Desconstruindo a idolatria
Pode até parecer intolerância, mas é apenas a constatação de um adulto de 41 anos que há muito descobriu não fazer sentido algum a histeria de muitos adolescentes diante de seus ídolos da música, do esporte e da TV. Luan Santana, Restart, Neymar, Ganso, Pato e outros nomes que atualmente desfrutam dos gritos e lágrimas de milhares de teens brasileiros pouco têm, de fato, a acrescentar em seu processo de amadurecimento.
Não há novidade em se constatar a normalidade de se terem ídolos na infância. É até possível se defender a tese de que nesta época eles sejam necessários no processo de auto-afirmação dos indivíduos. Lembro-me as muitas vezes em que nas peladas de futebol nos chamávamos pelos nomes dos nossos ídolos. Quando, por exemplo, alguém dizia em voz alta que era Zico, é como se um pouco do valor e prestígio deste craque inesquecível do Flamengo e da Seleção Brasileira nos anos 70/80 pudesse ser apropriado.

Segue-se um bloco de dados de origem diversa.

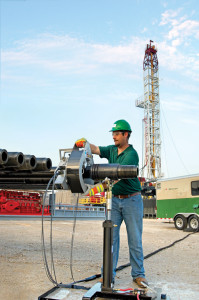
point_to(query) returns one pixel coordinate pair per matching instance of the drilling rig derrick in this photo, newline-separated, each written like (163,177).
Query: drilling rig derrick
(151,105)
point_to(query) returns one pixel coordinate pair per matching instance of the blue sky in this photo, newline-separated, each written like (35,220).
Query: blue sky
(69,69)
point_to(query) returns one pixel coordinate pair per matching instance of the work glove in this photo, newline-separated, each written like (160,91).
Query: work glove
(98,188)
(81,143)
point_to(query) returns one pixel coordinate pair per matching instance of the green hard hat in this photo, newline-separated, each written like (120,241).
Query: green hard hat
(121,125)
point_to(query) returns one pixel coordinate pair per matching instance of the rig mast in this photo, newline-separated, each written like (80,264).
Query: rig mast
(151,105)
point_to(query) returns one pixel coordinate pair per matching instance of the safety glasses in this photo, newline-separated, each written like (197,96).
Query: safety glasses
(116,133)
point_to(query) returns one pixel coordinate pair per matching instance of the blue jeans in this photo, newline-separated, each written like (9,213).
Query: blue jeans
(131,211)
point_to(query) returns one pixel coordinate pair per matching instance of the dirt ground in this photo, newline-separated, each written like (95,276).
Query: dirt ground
(23,277)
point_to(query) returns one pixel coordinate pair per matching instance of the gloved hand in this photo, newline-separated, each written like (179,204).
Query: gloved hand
(81,143)
(98,188)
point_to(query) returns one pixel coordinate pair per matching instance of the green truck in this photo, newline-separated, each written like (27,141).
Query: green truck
(178,199)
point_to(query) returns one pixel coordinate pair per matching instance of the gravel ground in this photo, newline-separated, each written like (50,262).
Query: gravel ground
(23,277)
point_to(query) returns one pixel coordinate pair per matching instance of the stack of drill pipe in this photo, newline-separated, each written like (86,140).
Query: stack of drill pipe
(19,171)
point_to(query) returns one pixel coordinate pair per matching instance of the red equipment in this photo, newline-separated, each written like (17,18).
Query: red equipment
(21,203)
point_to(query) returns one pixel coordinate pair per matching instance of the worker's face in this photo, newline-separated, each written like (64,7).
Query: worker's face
(120,138)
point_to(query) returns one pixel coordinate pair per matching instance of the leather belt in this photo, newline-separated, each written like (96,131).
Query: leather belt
(126,196)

Na infância também se escolhem o super-herói preferido, o cantor favorito e o ator/atriz a quem se espelhar no gestual e na moda. Idolatrar é, neste sentido, tentar encontrar um modelo a ser seguido, ainda que sem parâmetros reais. Mesmo nossos pais, que estão ali tão próximos, costumam ser vistos como ídolos, ainda que para eles seja difícil sustentar por muito tempo este status.
Ter ídolos quando criança é tão natural como colecionar figurinhas, selos, gibis e uma infinidade de outras ocupações que desaparecerão com a chegada das primeiras espinhas no rosto. Preocupante mesmo é a continuidade da idolatria na adolescência e na vida adulta. Um adolescente, por mais que ainda tenha dúvidas sobre muitos assuntos relacionados ao seu passado, presente e futuro, tem condições de discernir o que é certo e o que é errado, o que é aceitável e o que é excessivo. Quando ele opta por um dos lados pode ser uma decisão de "tribo", uma maneira de se enquadrar ao comportamento da sua geração ou simplesmente da sua turma de amigos.
Nessa fase de vida o problema em se terem ídolos é que normalmente os adolescentes os veem sem defeitos e os tomam como um todo. Por exemplo, tende-se a copiar tudo do artista preferido, mesmo que ele seja uma pessoa fútil, pernóstica e vazia.
Uma amiga de infância da Bahia me contou que certa vez se encontrava numa praia em Salvador e deu de cara com Caetano Veloso, um dos principais ídolos da sua adolescência. Com pouco mais de 30 anos quando esse episódio aconteceu, minha amiga disse que, com um sorriso e os braços abertos, dirigiu-se a ele e pediu apenas um abraço. Em troca, ouviu um seco e sonoro "não". Não preciso dizer que para ela foi bem doloroso e decepcionante.
A verdade é que ninguém precisa de ídolos. Somos defeituosos e ninguém escapa disso. Estamos todos no mesmo barco, precisando encontrar sentido para nossas vidas, sendo famosos ou figurando entre as dezenas de milhões de anônimos que existem nos quatro cantos do mundo. Precisamos, sim, de autoconhecimento e de bons exemplos para nos espelhar (de preferência, das pessoas mais próximas e queridas). É claro que podemos admirar o trabalho de um artista, de um atleta ou de quem quer que seja, mas nada que nos coloque num degrau abaixo deles. Desconstruir a idolatria, mesmo a de cunho religioso, é se pautar pela grandiosidade da criação divina, que supera todas as formas humanas de megalomania.